The general counsel of the National Labor Relations Board issued a clarifying memo on Wednesday regarding the “scope” of a February ruling by the federal agency’s board that said employers cannot include blanket non-disparagement clauses in their severance packages, nor demand laid-off employees keep secret the terms of their exit agreements.
In the memo, sent to regional offices, General Counsel Jennifer Abruzzo addressed what had been one of the largest questions that resulted from the ruling: Does it retroactively void broad non-disparagement agreements that were signed prior to the February ruling? Abruzzo wrote that the decision does, in fact, have “retroactive application,” meaning that already-signed and “overly broad” non-disparagement clauses are no longer considered valid by the NLRB.

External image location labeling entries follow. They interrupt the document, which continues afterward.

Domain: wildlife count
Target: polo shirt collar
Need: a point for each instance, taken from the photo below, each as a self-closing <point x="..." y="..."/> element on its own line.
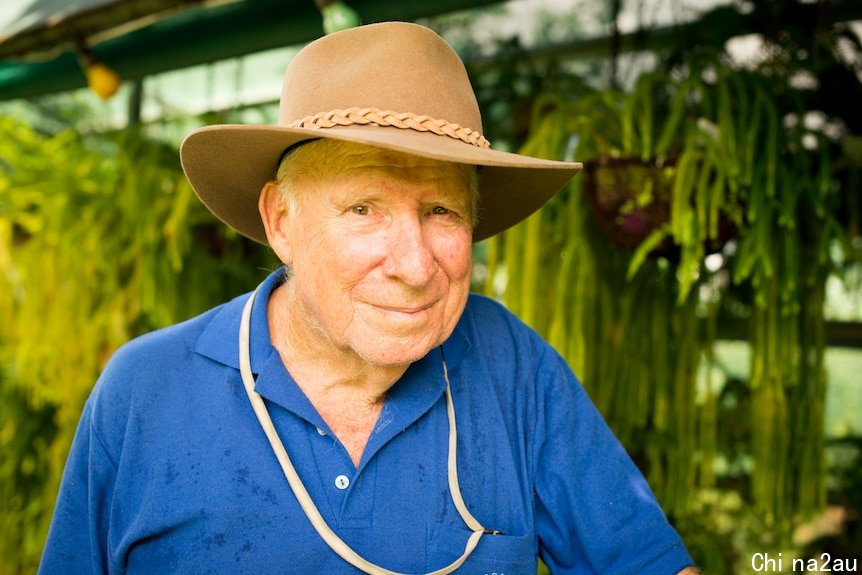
<point x="419" y="388"/>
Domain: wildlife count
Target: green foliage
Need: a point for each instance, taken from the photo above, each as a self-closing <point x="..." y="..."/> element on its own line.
<point x="101" y="239"/>
<point x="703" y="157"/>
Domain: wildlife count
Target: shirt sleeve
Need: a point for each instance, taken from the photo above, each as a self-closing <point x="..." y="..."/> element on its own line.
<point x="77" y="538"/>
<point x="595" y="513"/>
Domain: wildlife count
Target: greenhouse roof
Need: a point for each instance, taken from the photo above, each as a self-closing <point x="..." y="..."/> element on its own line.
<point x="39" y="39"/>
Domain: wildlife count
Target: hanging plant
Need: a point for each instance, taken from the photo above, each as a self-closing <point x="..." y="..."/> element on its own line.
<point x="681" y="164"/>
<point x="101" y="239"/>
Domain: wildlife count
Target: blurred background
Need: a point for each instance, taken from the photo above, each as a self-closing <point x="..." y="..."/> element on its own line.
<point x="702" y="276"/>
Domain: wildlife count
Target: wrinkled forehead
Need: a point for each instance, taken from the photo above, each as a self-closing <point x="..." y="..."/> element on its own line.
<point x="324" y="159"/>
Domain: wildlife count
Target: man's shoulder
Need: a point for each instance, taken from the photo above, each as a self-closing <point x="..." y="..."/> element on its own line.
<point x="487" y="319"/>
<point x="168" y="341"/>
<point x="156" y="357"/>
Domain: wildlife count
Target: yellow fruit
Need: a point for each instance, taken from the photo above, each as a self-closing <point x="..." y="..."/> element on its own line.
<point x="102" y="80"/>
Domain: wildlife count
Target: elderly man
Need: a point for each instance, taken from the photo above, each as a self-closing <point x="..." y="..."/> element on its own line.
<point x="360" y="411"/>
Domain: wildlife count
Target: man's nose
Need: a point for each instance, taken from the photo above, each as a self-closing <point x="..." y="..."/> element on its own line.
<point x="410" y="258"/>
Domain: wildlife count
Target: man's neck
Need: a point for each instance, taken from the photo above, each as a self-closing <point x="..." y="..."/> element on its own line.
<point x="346" y="391"/>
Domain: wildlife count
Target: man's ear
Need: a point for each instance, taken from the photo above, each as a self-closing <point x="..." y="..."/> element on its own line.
<point x="276" y="221"/>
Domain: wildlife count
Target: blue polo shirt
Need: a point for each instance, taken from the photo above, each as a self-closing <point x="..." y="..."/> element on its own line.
<point x="170" y="471"/>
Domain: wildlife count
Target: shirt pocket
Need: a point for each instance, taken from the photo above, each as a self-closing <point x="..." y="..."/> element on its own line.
<point x="494" y="555"/>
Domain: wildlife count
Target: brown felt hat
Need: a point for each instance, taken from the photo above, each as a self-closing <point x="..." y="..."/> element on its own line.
<point x="393" y="85"/>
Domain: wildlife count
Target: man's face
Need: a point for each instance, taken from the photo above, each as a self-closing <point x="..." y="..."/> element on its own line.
<point x="381" y="257"/>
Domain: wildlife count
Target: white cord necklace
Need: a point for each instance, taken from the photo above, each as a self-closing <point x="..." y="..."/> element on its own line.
<point x="302" y="495"/>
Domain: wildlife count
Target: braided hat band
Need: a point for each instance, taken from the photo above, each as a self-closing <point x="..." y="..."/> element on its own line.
<point x="367" y="77"/>
<point x="403" y="120"/>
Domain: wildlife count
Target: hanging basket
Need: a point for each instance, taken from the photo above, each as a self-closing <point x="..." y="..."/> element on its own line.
<point x="630" y="198"/>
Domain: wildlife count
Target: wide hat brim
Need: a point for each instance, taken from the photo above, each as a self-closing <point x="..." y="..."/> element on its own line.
<point x="393" y="85"/>
<point x="228" y="165"/>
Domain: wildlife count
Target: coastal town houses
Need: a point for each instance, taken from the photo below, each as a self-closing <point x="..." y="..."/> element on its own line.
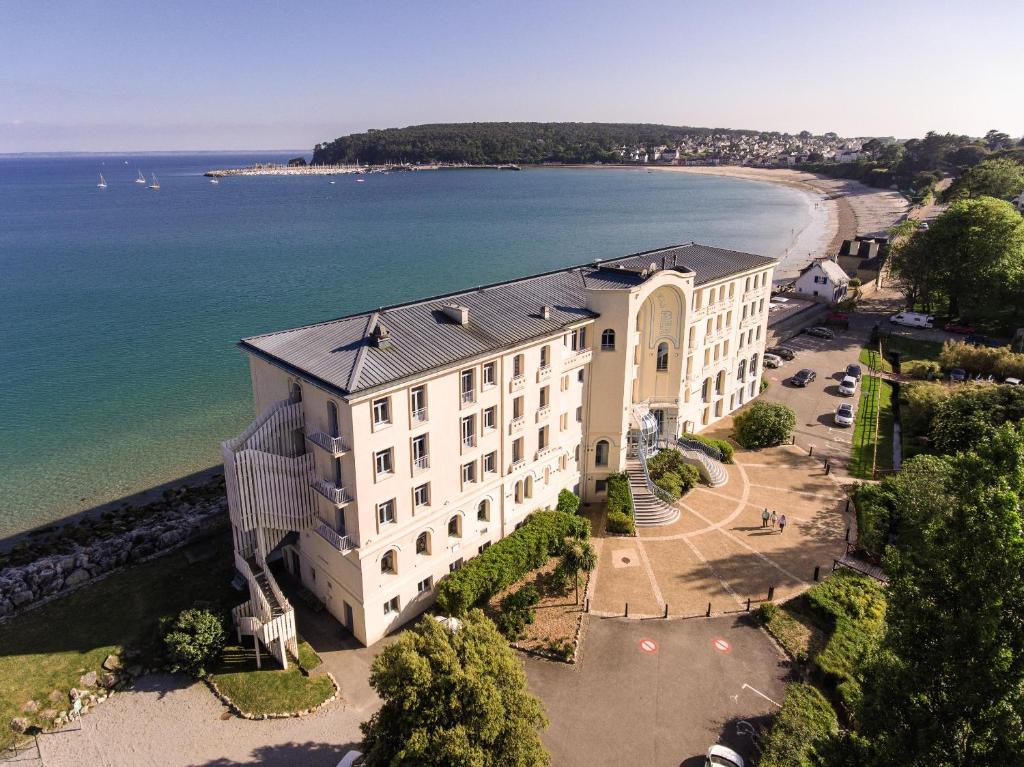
<point x="392" y="445"/>
<point x="823" y="279"/>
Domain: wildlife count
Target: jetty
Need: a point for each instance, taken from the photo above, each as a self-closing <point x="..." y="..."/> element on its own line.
<point x="274" y="169"/>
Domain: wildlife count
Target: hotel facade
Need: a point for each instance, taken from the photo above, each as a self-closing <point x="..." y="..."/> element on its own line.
<point x="392" y="445"/>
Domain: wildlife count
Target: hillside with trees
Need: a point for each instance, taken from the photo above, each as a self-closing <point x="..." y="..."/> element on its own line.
<point x="505" y="142"/>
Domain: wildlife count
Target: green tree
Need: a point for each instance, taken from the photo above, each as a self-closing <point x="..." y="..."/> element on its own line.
<point x="765" y="425"/>
<point x="1000" y="178"/>
<point x="947" y="686"/>
<point x="194" y="640"/>
<point x="453" y="696"/>
<point x="577" y="556"/>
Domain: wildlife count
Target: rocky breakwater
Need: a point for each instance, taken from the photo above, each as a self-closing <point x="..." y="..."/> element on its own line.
<point x="55" y="561"/>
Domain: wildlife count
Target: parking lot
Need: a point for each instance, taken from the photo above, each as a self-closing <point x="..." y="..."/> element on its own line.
<point x="816" y="402"/>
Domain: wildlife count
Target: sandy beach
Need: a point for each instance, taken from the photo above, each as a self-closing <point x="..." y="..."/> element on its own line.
<point x="840" y="209"/>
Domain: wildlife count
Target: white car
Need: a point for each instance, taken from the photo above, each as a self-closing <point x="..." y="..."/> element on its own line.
<point x="719" y="756"/>
<point x="844" y="415"/>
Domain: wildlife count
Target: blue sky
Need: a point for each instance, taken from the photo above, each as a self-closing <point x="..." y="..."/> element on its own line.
<point x="223" y="74"/>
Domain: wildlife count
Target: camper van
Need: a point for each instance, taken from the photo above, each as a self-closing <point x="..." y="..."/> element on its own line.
<point x="912" y="320"/>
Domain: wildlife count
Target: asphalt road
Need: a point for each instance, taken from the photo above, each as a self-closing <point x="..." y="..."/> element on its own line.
<point x="658" y="692"/>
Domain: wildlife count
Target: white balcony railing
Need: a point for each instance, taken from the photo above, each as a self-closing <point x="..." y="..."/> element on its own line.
<point x="338" y="541"/>
<point x="334" y="445"/>
<point x="334" y="494"/>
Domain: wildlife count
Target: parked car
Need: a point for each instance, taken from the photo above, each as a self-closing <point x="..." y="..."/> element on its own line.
<point x="964" y="330"/>
<point x="783" y="351"/>
<point x="912" y="320"/>
<point x="720" y="756"/>
<point x="844" y="415"/>
<point x="804" y="377"/>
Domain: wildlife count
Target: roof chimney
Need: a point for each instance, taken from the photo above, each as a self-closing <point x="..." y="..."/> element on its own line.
<point x="457" y="312"/>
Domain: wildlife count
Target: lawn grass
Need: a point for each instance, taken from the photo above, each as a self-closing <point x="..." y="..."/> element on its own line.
<point x="48" y="648"/>
<point x="270" y="690"/>
<point x="862" y="460"/>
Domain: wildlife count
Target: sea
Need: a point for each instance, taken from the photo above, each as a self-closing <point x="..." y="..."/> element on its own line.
<point x="120" y="307"/>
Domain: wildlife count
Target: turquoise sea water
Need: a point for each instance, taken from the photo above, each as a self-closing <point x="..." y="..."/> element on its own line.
<point x="121" y="306"/>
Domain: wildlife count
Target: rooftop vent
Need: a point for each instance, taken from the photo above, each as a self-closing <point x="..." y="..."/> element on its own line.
<point x="457" y="312"/>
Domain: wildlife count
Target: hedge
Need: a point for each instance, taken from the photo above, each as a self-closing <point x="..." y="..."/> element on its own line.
<point x="801" y="730"/>
<point x="722" y="445"/>
<point x="509" y="559"/>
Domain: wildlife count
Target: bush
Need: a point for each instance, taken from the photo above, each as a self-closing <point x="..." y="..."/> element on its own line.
<point x="620" y="501"/>
<point x="722" y="445"/>
<point x="194" y="640"/>
<point x="765" y="425"/>
<point x="509" y="559"/>
<point x="568" y="502"/>
<point x="517" y="611"/>
<point x="620" y="524"/>
<point x="801" y="730"/>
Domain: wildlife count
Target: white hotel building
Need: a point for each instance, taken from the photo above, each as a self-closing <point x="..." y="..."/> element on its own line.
<point x="392" y="445"/>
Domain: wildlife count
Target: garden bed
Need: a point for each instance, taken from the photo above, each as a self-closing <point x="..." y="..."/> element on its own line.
<point x="555" y="630"/>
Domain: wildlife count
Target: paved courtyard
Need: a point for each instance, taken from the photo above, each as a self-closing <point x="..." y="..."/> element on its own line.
<point x="718" y="551"/>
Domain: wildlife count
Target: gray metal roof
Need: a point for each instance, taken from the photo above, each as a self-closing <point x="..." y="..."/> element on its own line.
<point x="341" y="354"/>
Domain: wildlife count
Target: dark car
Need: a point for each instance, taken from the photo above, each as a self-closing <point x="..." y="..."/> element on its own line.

Abruzzo is charged with prosecuting cases against employers who break the rules. She said an unlawful clause would likely not invalidate an entire severance agreement, as the regional offices tend to “seek to have [the unlawful portions] voided out as opposed to the entire agreement.”
Why do we care?
Oversimplifying entirely; if employers don’t want employees talking smack, don’t be a jerk.
It’s kinda that simple. Overthink this, and you miss critical insight – employers generally shouldn’t need this rule anyway. If you’re worried about this… perhaps take a moment to consider why.